FastCompany: The residents of northern California got their first taste of Umpqua Bank last July when the ice-cream trucks rolled in. Only days earlier, the little-known Oregon community bank with the weird name had made headlines when it announced the acquisition of a local 27-branch bank. Now, here came Umpqua’s advance guard: trucks filled with free ice-cream sandwiches.
Corny? Maybe. But as Ray Davis, Umpqua’s CEO says, “It’s the corny things that make the difference” when it comes to providing great customer service. Great service is something every bank claims to offer, of course — and almost never does. Employees helplessly sit on their hands when customers have a simple request, shunting them off to a manager, or worse, the company’s 800-number.
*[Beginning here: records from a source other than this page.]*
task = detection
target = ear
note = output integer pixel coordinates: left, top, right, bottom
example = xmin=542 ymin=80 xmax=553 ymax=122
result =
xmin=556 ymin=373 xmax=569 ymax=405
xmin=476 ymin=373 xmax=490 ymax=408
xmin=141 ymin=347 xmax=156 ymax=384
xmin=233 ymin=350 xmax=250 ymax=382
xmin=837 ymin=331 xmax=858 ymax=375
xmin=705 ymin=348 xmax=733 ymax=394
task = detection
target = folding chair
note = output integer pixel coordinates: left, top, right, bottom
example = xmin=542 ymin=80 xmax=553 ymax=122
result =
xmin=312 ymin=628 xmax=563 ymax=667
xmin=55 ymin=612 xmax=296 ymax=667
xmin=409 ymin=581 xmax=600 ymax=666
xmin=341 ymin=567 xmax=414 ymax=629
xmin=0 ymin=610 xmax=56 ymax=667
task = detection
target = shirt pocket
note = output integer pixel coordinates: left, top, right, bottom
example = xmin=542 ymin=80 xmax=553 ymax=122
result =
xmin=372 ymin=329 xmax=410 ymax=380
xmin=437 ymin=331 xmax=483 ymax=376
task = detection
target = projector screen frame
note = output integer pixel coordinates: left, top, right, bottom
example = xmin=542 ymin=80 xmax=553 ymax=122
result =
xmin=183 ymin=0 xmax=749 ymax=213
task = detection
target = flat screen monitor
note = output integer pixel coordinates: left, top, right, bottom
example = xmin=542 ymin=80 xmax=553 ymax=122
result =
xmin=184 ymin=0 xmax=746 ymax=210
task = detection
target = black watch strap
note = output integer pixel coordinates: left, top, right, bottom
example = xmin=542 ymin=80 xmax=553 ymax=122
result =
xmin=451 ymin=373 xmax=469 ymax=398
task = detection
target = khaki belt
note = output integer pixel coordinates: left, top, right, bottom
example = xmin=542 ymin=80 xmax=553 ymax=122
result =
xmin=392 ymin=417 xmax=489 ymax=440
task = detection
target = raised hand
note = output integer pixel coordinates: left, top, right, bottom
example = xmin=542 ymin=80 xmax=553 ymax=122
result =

The problem, as Davis sees it, is culture. At most banks, a cultural focus on efficiency, process, and controls often stands in the way of doing right by customers. At Umpqua, every element of the culture is focused on serving customers. It’s what keeps Umpqua growing in the highly competitive retail banking sector. When Davis, a onetime CPA who spent years as a banking consultant, took the lead job at Umpqua 11 years ago, the Oregon-based bank had just six branches and $140 million in assets. Now it has 92 branches, stretching from Napa to Seattle, and $5 billion in assets.